The New York SAFE act claims its first victim…kinda.
A 33-year-old man from western New York state is the first person to be charged under the state’s strict new gun law that was passed in the wake of the Newtown, Conn., school shootings….According to court documents, the sale included an AR-15, nearly 300 rounds of ammo and six magazines and an AR-10 semi-automatic rifle along with 31 rounds of ammo and one magazine.
During the investigation, prosecutors say, the undercover officer told Wassell that he or she was a convicted felon. Under the SAFE Act, it is illegal to sell an AR-10 to a felon….Prosecutors said they have an audio recording of Wassell allegedly telling the investigator, “this whole felony banned for life thing, it’s stupid.”
The AR-10 was treated as an assault weapon covered by the new gun law because it allegedly had a specific type of pistol grip.

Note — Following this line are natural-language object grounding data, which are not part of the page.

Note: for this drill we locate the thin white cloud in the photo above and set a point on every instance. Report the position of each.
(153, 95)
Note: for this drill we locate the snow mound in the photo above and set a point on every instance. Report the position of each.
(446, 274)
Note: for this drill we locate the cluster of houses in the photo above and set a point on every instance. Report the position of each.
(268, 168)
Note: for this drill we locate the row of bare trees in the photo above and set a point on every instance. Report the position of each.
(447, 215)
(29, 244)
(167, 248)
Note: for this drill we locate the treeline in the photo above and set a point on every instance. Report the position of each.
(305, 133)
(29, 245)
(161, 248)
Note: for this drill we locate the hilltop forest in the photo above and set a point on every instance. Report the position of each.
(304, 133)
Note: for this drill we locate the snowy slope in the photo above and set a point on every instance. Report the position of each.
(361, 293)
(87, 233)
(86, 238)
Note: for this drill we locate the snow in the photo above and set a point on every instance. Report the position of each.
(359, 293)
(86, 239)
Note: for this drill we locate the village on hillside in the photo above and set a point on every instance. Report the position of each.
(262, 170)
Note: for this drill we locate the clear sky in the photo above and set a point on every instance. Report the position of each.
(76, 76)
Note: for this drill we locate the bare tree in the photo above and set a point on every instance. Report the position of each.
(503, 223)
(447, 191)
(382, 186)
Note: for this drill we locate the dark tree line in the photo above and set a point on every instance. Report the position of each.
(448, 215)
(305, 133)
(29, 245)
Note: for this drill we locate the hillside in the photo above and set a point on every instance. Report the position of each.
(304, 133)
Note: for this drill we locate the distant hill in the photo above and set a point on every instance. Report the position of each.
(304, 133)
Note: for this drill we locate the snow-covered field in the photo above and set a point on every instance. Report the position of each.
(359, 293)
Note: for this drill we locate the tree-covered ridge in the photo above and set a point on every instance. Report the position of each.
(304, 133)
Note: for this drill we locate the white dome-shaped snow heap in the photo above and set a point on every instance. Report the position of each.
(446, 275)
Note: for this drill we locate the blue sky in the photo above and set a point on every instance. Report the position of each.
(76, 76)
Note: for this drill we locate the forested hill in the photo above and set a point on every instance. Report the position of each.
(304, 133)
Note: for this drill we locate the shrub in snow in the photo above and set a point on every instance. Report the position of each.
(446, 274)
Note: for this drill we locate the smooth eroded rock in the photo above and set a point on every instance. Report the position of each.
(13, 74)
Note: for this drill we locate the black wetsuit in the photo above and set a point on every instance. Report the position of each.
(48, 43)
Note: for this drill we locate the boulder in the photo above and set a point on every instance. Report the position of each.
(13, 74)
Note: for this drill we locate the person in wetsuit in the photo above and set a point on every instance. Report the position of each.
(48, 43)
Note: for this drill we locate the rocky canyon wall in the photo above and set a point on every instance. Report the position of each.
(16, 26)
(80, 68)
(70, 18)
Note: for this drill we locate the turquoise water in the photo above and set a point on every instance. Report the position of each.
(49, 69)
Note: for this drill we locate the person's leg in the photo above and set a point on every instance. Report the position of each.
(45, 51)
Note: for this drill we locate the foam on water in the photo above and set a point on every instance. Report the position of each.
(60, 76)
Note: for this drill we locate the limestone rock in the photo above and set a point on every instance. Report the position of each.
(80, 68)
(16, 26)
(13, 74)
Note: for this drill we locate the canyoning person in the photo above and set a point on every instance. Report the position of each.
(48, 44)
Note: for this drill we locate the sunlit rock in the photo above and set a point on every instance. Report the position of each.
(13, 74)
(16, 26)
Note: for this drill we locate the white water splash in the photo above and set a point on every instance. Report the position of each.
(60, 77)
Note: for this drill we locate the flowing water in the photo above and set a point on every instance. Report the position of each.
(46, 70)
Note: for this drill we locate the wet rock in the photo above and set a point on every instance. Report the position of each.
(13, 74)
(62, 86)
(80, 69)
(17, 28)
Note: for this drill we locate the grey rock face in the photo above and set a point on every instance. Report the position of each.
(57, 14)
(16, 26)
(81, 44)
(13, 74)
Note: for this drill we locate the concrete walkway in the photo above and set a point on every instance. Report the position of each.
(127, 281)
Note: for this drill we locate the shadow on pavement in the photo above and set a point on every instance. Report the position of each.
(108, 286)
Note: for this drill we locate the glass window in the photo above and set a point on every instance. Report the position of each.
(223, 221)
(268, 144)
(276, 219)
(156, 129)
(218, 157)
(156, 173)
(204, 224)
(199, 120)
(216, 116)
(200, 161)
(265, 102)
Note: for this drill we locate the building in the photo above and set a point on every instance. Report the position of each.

Stings like this really reek of entrapment to me. He sold a gun to a police officer who made some cryptic statements about being a felon. He wasn’t a felon, and he’s allegedly an exempted individual so the sale actually was legal.
Also, yes the AR has a pistol grip…it has an inline stock, so it NEEDS one so the shooter can grip it. Now this case isn’t very clean, but do you feel any safer that this man is facing serious charges?
Of course also selling to a felon is a FEDERAL crime, not just a crime in New York.



So… wait. The sale of a firearm to a felon was already illegal under NY law. SAFE Act didn’t add that. It just made an already illegal act extra illegal by adding language (Section 898) that made all private sales of firearms illegal. The felon thing in this story is thus political window dressing designed to show how the law “is working” when a sale to a felon was illegal before, but (I guess) was too much work to bother trying to enforce. Golly, work is… work.
When the hardcore criminal gangs just start importing their guns along with their multi-ton shipments of drugs, then we’ll really see some &*(^$ because you can bet the Soviet-era Central American rifles they bring up won’t just be semi-autos.
So if he tried to steal a doughnut that was just sitting on the counter, but the doughnut was already paid for by a Good Samaritan who “pays it forward”, is it still considered stealing?
It sounds like they’re charging him with intent and … nothing else. As if “intent” were as bad as shooting up a bus full of preschoolers. He didn’t actually DO anything illegal.
And I’d like to know what else the cop said. Did he say he was from out-of-state? Because the guy is now required to sell the guns/magazines out-of-state, right?